Parlament in Litauen stimmt heute über Anti-Homo-Gesetz ab

Heute ist ein schicksalsträchtiger Tag für Lesben und Schwule in Litauen: Das Parlament stimmt darüber ab, ob das Veto des Staatspräsidenten gegen ein homosexuellenfeindliches Gesetz Bestand hat.

Das „Gesetz zum Schutz von Minderjährigen gegen die schädlichen Folgen öffentlicher Informationen“ soll an Schulen, öffentlichen Orten und in den Medien unter anderem Materialien verbieten, „die für homosexuelle, bisexuelle und polygame Beziehungen werben“. Da sie „schädliche Auswirkungen auf die Entwicklung von Minderjährigen“ haben sollen, werden sie nach dem Gesetzesentwurf an Orten verboten, an denen Kinder sie sehen können.

Der Europarat hat gegen das Gesetz bereits protestiert, auch die UNO fürchtet, dass „homosexuelle und transsexuelle junge Menschen keinen Zugang zu angemessener Information, Unterstützung und dem notwendigen Schutz haben, um ihre sexuelle Orientierung frei leben zu können“, wenn das Gesetz in Kraft tritt.
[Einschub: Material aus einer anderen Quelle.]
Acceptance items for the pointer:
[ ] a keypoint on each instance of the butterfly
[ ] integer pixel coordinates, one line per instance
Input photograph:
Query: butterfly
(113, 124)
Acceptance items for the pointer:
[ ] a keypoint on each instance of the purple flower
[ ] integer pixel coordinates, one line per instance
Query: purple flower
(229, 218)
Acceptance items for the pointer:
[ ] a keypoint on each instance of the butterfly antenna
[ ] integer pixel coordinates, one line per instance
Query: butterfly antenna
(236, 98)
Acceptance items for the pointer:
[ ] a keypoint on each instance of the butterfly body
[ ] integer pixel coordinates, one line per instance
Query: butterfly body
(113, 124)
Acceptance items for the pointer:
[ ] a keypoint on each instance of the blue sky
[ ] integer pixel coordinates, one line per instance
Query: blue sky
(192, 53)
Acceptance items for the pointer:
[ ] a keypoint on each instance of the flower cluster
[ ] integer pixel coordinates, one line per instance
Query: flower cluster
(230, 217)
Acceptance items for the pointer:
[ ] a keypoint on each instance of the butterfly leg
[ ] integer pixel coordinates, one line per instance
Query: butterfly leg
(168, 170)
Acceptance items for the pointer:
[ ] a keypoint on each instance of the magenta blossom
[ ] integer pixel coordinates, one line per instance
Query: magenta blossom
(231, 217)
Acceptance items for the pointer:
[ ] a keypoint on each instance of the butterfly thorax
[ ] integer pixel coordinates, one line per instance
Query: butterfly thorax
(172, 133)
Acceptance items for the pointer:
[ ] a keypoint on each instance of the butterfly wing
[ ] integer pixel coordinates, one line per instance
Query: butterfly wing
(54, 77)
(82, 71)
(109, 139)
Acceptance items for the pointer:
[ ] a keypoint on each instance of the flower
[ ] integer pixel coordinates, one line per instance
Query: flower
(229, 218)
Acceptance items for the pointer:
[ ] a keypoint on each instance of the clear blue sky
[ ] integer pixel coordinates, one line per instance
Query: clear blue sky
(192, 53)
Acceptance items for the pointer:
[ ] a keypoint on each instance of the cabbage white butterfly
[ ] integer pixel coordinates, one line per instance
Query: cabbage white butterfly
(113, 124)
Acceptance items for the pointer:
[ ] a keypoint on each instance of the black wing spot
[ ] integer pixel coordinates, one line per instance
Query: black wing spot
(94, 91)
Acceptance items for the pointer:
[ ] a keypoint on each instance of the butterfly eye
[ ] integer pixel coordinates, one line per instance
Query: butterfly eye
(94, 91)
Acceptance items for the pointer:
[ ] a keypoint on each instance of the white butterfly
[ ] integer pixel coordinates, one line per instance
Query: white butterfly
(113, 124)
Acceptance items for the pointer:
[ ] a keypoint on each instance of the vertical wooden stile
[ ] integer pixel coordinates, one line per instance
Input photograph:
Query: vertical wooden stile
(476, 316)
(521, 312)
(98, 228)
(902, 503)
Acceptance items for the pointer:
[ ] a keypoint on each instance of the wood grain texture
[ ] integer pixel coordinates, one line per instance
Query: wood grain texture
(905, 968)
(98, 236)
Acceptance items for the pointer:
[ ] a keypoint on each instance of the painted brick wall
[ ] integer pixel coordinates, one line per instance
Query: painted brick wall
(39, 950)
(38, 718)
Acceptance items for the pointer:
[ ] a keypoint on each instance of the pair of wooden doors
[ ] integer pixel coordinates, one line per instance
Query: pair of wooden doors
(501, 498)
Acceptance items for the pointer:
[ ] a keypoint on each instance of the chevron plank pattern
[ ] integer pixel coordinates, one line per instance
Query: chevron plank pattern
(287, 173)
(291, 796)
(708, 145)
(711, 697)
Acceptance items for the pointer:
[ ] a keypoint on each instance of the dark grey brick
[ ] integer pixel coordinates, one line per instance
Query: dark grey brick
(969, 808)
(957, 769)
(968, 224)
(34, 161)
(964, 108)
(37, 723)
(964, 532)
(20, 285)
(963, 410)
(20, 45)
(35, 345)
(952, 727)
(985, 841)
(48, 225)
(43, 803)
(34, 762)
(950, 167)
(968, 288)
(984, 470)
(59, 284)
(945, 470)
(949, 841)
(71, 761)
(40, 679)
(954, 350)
Außerdem hat sich Litauen vor der UNO verpflichtet, „die Menschenrechte aller Personen zu fördern und zu schützen, unabhängig von ihrer sexuellen Orientierung oder Geschlechtsidentität“. Nach Meinung vieler Experten verstößt es gegen das Recht auf freie Meinungsäußerung.

Präsident Valdas Adamkus hat deshalb am 26. Juni sein Veto gegen das Gesetz eingelegt. Dieses Veto kann aber vom litauischen Parlament, dem Seimas, überstimmt werden. Dafür müssen 71 Abgeordnete im Seimas dafür stimmen. Diese Mehrheit könnte knapp werden: In der ersten Abstimmung über den Gesetzesentwurf am 16. Juni 2009 stimmten 67 Abgeordnete aller Parlamentsparteien für die Verabschiedung des Gesetzes, drei dagegen und vier enthielten sich.

Im Vorfeld der heutigen Abstimmung hat Amnesty International weltweit dazu aufgerufen, den litauischen Entscheidungsträgern E-Mails oder Faxe zu schicken, in denen sie aufgefordert werden, jede Form der Diskriminierung zu verbieten.